Travelling along Ribblesdale from Settle to Ribblehead – and just after the hamlet of Selside – even the most casual observer cannot fail to notice a remarkable series of oddities in the otherwise drab landscape to the right of the main road. The topography is a series of small, half egg-shaped hills known as drumlins, from the Irish ‘droimnin’ or ‘littlest ridge.’ These hills are indicative of slower ice flow in wide, open valleys, but their actual formation has been the subject of debate for decades. Nobody can really give a satisfactory explanation for why drumlins occur as they do, and perhaps this adds to their sense of romance and mystery.
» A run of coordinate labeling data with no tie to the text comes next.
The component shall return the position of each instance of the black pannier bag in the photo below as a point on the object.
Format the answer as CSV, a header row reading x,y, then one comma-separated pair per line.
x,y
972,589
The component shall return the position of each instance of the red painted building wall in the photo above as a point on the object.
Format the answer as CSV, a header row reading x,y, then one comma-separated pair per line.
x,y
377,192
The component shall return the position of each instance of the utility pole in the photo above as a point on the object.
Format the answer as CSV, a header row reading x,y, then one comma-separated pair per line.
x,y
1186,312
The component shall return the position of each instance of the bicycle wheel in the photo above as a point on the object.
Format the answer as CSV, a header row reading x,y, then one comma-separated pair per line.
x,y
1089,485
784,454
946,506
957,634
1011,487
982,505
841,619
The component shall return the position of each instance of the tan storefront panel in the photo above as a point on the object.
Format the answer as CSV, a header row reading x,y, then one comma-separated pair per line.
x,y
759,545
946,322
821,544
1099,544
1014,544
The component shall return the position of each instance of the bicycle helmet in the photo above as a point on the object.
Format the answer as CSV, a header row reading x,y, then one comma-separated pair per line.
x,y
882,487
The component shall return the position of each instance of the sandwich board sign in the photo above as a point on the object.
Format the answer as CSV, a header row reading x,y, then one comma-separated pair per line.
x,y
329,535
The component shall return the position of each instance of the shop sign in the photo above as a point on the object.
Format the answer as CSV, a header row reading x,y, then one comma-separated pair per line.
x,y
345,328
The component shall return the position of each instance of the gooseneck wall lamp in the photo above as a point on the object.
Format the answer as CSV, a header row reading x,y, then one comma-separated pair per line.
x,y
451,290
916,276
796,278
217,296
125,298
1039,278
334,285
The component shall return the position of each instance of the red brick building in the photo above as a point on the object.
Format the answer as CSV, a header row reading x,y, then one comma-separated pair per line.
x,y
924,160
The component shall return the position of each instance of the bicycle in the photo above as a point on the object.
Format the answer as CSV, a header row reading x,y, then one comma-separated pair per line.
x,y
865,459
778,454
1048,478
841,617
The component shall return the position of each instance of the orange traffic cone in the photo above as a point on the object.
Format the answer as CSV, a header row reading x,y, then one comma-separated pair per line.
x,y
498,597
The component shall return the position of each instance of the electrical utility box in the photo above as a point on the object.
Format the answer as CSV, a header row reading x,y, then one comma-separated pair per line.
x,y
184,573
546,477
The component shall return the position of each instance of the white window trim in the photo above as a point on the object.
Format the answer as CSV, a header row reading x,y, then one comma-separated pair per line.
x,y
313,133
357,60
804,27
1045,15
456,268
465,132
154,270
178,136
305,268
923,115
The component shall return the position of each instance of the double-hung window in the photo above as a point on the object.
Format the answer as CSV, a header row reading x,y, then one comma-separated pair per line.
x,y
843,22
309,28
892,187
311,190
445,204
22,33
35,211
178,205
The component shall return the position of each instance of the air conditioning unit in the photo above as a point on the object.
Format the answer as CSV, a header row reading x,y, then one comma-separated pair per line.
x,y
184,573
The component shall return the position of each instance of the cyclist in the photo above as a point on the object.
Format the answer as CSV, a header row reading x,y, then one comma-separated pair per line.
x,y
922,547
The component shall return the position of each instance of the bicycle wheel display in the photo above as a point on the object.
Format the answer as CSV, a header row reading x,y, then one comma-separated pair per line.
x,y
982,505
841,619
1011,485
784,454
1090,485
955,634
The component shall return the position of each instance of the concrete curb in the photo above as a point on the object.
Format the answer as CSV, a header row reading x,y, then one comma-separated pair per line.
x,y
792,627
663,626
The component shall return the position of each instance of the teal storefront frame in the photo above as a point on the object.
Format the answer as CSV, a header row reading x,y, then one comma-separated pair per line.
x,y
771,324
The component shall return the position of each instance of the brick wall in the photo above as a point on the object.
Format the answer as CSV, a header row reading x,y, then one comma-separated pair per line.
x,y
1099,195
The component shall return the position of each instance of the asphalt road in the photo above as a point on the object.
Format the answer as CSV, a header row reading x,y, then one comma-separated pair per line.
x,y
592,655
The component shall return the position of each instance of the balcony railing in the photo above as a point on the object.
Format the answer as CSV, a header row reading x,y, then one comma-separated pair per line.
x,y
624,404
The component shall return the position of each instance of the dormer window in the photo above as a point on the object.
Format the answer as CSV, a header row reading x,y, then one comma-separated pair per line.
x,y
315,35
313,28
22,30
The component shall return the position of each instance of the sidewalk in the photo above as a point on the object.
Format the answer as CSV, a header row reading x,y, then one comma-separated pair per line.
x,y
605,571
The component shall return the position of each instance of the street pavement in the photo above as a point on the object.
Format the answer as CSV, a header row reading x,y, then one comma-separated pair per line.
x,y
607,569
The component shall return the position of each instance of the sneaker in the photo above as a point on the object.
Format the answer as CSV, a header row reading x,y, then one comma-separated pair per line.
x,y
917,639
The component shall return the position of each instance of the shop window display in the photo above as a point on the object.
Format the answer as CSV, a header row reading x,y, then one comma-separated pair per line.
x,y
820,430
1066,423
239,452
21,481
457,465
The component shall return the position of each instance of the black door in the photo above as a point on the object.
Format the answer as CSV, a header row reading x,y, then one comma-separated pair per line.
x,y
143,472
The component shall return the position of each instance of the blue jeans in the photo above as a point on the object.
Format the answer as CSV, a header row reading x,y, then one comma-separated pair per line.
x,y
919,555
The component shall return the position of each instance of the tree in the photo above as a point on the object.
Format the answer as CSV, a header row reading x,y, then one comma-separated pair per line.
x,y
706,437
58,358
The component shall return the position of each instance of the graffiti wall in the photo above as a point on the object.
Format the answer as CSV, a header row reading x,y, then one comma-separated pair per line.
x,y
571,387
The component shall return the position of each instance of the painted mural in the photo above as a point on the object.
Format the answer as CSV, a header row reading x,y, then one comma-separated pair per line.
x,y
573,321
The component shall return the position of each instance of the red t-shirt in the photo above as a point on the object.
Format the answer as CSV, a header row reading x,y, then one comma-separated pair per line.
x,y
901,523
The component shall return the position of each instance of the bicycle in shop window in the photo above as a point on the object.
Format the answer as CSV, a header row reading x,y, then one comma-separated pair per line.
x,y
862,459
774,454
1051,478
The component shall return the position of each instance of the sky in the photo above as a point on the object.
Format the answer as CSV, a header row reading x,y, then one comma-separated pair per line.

Examining in detail the famous drumlin field below Cam Fell, to the south of Ribblehead, it becomes clear that this seemingly chaotic ‘basket of eggs topography’ does in fact have some sense of order to it. Each drumlin, for example, has a blunt or steeper end pointing ‘upstream’ with regard to the ice flow, while the opposite side is a shallower, often tapered slope. This classic asymmetric pattern, and the fact that all the hills appear to point in the same direction (their long axis pointing along the route of the former ice flow) is characteristic of a typical drumlin field. Another fine example, though outside the Ingleborough area, lies around Hellifield, where ice flow along Wharfedale and Malhamdale spread out slowly into the Craven Lowlands.
So how did these great drumlin fields come to be – and why the distinctive regimentation? The best guess is that ground moraine – debris carried by an overloaded glacier – was dumped and then ridden over and smoothed into shape by the same ice still moving behind it. Maybe the core of the drumlin was harder frozen material and the outer edges were more malleable – so the ice then dragged out the ‘downstream’ end into a long tail, as can be seen on many drumlins. Other theories have considered these little hills to have formed under cavities in very slow moving ice. Whatever their origin, drumlins are a fascinating and dramatic presence in the Dales landscape, and will no doubt continue to puzzle geologists for many years to come.